Australia Welcomes The New Digital Age

Australia welcomes the new digital age

13 January 2020

The Australian Government late last year announced its roadmap for reform to better regulate online social engines, social media and digital content aggregators (Digital Platforms) in Australia, such as Facebook.  This follows on from the 18-month Digital Platforms Inquiry (Inquiry) conducted by the Australian Competition and Consumer Commission (ACCC).  As part of the Inquiry:

  • The ACCC found that Digital Platforms have resulted in a fundamental change for the production, distribution and consumption of media content
  • The ACCC issued 23 recommendations to the Australian Government to address various technology, competition, consumer, privacy and media regulation issues relating to the dominance of Digital Platforms in Australia.

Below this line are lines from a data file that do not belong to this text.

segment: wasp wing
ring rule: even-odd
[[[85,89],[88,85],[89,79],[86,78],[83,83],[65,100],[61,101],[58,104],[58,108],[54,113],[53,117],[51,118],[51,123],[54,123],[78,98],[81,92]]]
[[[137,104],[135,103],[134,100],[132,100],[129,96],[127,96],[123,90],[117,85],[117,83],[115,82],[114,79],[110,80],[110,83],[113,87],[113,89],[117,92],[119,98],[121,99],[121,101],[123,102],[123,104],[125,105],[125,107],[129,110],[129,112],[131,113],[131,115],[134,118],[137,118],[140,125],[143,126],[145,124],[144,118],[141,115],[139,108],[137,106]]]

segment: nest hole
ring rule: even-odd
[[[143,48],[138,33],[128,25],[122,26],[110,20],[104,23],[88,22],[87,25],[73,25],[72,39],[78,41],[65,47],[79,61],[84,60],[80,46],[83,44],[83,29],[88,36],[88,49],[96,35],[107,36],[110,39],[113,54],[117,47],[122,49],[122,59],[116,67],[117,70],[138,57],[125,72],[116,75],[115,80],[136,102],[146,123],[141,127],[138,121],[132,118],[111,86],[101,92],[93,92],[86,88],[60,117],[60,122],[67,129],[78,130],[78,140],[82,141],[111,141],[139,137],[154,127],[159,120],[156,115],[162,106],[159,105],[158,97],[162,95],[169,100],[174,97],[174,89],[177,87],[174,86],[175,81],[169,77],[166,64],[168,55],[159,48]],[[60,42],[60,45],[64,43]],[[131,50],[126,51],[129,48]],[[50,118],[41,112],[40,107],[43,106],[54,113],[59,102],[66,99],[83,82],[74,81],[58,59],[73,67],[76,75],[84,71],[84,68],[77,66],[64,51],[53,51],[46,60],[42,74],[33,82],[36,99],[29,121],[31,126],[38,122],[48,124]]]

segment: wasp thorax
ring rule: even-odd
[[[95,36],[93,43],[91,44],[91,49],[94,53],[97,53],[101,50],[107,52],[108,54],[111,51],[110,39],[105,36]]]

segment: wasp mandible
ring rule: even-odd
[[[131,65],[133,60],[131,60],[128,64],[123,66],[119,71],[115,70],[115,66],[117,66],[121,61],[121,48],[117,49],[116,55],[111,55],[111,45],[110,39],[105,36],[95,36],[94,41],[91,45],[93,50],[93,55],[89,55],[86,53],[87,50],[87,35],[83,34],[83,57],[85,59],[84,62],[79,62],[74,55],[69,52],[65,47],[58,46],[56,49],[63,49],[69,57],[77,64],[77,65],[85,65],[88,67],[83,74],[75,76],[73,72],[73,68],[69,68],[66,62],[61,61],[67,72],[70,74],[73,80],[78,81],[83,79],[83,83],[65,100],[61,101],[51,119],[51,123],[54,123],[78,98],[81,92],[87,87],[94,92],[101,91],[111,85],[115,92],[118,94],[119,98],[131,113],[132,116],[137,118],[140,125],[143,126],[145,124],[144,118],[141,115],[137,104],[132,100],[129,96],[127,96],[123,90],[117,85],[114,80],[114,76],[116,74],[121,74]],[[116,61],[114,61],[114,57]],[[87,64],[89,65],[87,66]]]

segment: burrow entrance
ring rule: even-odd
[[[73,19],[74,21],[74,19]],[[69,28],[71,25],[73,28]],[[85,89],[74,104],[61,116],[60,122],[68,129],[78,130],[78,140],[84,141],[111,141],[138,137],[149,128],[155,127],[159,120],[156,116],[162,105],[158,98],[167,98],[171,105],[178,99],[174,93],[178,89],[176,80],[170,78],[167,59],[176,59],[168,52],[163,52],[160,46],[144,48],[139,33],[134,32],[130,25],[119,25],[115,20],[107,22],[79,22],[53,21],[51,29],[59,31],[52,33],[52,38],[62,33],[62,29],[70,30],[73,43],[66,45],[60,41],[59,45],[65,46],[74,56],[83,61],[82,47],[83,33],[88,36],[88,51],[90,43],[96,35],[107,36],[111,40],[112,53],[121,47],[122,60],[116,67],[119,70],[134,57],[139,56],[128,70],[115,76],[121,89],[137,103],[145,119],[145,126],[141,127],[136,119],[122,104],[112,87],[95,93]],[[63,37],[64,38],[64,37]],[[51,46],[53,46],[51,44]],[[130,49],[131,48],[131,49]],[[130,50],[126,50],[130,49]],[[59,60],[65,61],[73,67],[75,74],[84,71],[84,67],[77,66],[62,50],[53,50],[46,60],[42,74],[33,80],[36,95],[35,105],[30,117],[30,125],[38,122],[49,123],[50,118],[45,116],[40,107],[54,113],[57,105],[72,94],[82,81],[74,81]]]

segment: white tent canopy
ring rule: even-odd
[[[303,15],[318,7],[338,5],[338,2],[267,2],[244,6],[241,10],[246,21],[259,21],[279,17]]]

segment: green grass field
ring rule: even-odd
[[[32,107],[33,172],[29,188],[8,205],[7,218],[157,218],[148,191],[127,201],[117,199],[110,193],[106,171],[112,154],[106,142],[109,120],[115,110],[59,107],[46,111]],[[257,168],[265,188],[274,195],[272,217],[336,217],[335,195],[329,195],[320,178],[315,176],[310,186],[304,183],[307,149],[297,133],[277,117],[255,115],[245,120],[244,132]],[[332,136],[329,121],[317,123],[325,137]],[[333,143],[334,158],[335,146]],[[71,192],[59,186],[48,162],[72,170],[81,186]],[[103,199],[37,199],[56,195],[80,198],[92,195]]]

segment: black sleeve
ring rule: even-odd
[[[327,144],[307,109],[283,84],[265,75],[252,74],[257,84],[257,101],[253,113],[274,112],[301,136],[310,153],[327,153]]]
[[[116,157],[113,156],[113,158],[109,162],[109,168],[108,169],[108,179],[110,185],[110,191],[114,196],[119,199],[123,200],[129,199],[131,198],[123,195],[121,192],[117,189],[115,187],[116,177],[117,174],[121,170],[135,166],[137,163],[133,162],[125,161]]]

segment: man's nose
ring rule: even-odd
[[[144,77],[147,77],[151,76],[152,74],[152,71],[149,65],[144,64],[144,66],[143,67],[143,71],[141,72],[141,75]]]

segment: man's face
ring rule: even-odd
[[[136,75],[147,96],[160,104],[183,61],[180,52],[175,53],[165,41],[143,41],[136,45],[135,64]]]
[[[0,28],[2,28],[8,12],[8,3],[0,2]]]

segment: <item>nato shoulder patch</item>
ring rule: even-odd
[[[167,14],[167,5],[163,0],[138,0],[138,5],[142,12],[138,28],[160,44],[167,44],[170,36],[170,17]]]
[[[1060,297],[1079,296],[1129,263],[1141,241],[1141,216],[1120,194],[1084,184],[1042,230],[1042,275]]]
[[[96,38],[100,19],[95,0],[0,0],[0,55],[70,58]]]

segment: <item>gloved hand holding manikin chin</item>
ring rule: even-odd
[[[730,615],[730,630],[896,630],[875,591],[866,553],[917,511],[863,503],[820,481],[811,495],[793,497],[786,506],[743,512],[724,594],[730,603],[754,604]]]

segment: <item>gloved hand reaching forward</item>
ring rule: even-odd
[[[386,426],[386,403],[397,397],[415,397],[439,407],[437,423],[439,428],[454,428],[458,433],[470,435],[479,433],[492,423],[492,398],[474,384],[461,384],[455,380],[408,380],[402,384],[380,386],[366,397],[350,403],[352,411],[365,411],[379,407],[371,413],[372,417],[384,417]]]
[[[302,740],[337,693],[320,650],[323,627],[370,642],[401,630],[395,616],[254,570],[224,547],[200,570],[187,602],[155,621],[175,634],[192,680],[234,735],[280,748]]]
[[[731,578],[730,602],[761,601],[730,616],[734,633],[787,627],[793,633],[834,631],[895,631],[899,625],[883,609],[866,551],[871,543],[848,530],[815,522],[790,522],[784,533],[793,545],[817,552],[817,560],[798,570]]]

In response to the recommendations, the Australian Government announced on 12 December 2019 its commitment to undertake a number of actions – the more immediate of which include:

  • Establish a special branch of the ACCC, which will receive $27m over four years.  This branch will monitor and biannually report on Digital Platforms, take enforcement actions (where necessary) and, under the direction of the Treasurer, conduct inquiries.  The first inquiry of this branch will be looking into competition for the supply for ad-tech services and the supply of online advertising by advertising/ media agencies
  • Facilitating the development of a voluntary code of conduct to address bargaining power concerns between Digital Platforms and media businesses which will be overseen by the Australian Communications and Media Authority – the code or codes will be finalised no later than November 2020
  • Develop a pilot external dispute resolution scheme (which will inform whether to establish a Digital Platforms Ombudsman)
  • Implement a staged process to reform media regulation which includes developing a platform-neutral regulatory framework to cover both online and offline media content delivery to Australian consumers
  • Commence a review of the Australian Privacy Act 1988 (Cth) (Australian Privacy Act) to ensure that it empowers consumers, protects their personal information and best serves the Australian economy.

At the same time, the Australian Government has also indicated that it will release a draft version of a Bill to update the Australian Privacy Act for public consultation in 2020.  It was announced in March last year that the relevant updates to the Australian Privacy Act will include:

  • Increased maximum penalties for serious or repeated interferences with privacy (which could be up to $10m, three times the value of the benefit obligation through misuse of information or 10% of annual turnover – whichever is the greater)
  • The ability of the Office of the Australian Information Commissioner (OAIC) to issue infringement notices for failure to cooperate with efforts to resolve minor breaches
  • The introduction of protections for vulnerable groups, such as children
  • Expanding the powers of the OAIC through allow third parties to review breaches and publish notices about the breaches whilst also ensuring that impacted individuals are informed
  • The ability of users to ensure that their personal information is not being used or disclosed by social media and/or online platforms.

The Australian Government has indicated in its response to the Inquiry that as well as under taking a review to ensure it empowers consumers, the Government will seek input on amending the definition of personal information in the Australian Privacy Act to include technical data and other online identifiers.

The Australian Government’s proposals for Digital Platforms are wide-ranging and, while they are still in the early stages, New Zealand businesses (particularly those with a digital footprint in Australia) would be wise to follow developments in 2020.